Bu noktada azıcık yönetmen Doris Wishman’dan da bahsedeyim: Özellikle “hardcore” pornolar sinemalarda gösterilmeden önce, “nudie-cutie” dönemine Nudes on the Moon (1961) ve Double Agent 73 (1974) gibi filmlerle damgasını vuran, herhalde en fazla uzun metraj film çekmiş kadın sinemacılardan birisidir. Sexploitation sinemasının (sinemada cinsel istismar/sömürü) kraliçesi olarak anılan Wishman hakkında 80’lerde teorisyenler feminist sinemaya katkıda bulunduğuyla ilgili yazılar yazmaya başlarlar. Wishman’ın bu analizlere tepkisi ise, “Hadi canım, meme popo filmleri yapıyordum işte” olur. Bu filmi Experimental Response Cinema’nın üçüncü yıldönümünde, Peggy Ahwesh’in Georges Bataile uyarlaması “The Deadman” ile birlikte gösterdik.
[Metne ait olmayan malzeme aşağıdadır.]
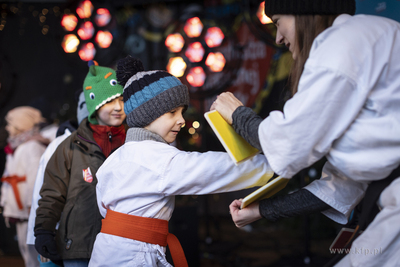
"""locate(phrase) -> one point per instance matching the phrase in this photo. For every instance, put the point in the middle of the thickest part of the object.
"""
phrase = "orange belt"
(149, 230)
(13, 181)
Ahwesh yıllardır feminist sinemanın öncülerinden biri olarak bilinir ve Wishman da onun en sevdiği sinemacılardan bir tanesidir.
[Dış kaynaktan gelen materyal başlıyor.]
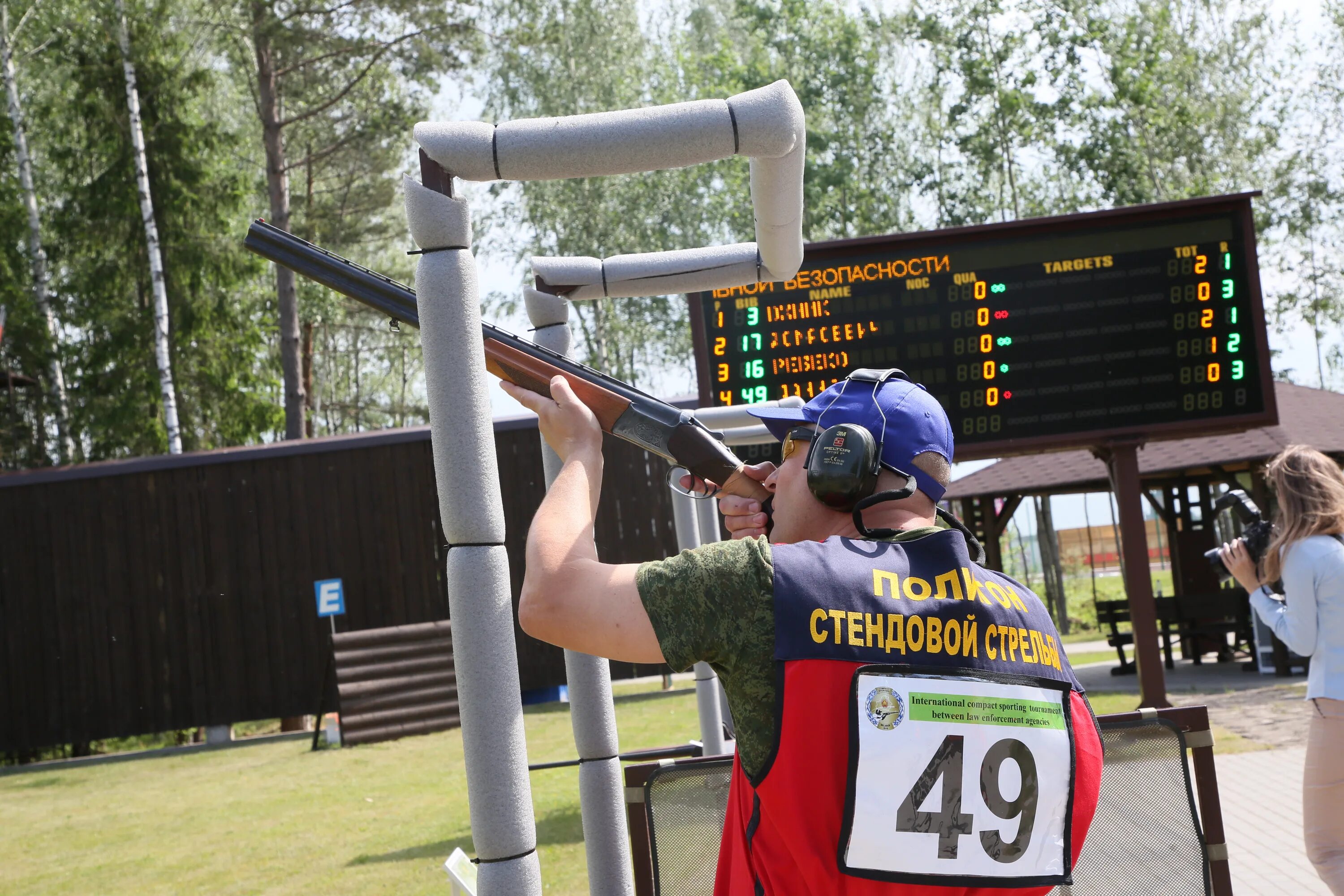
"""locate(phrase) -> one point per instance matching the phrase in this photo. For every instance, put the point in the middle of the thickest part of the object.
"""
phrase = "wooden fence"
(166, 593)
The Image; Radley Metzger, 1975
Sinema hayatına sanat sineması dağıtımcısı Janus Film için fragman montajı (özellikle Ingmar Bergman filmleri) yaparak başlayan, sonra genç bir Yunan göçmen hakkında film çekerek yönetmenliğe devam eden Radley Metzger, sonradan erotik sinemanın – softcore ve hardcore arasında yer alan “altın çağın” – en önemli sinemacılarından biri olarak anılıyor. Kendisi, filmleri genellikle Avrupa’da çekilen, sinema anlayışı da belli bir sofistikasyona sahip, “porno chic” ile ismi aynı nefeste anılan bir sinemacı. The Image ise Catherine Robbe-Grillet’nin Jean De Berg mahlasıyla yazdığı romanından uyarlama. Catherine Robbe-Grillet Fransa’nın en ünlü dominatrix’i. Variety‘nin yazdığı gibi: “Catherine Robbe-Grillet’in hayatının yanında Grinin Elli Tonu bir Disney filmi gibi kalıyor.” (Ve evet, nouveau romancı Alain Robbe-Grillet’nın da eşi.)
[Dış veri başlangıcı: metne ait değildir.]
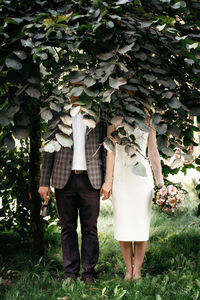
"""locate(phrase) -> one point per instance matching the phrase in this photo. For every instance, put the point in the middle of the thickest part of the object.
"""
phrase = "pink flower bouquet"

Usta/köle ilişkileri beni aslında çok ilgilendirmese de izlediğim en seksi filmlerden biri. ★★★★
Female Prisoner #701: Scorpion (Kadın Mahkum #701: Akrep); Shunya Itō, 1972
‘Hapiste kadın’ exploitation sinemasının en yaygın temalarından biri. Haksız yere, ya da hak verebileceğimiz bir nedenden dolayı hapse giren ana karakterler, banyo ve arama sahneleri, giysilerin parçalandığı kavga sahneleri, lezbiyen ve sadist gardiyan karakterler uzamında teşhir edilirler. Wikipedia’da sadece bu tür filmler için bir sayfa var, göz atın.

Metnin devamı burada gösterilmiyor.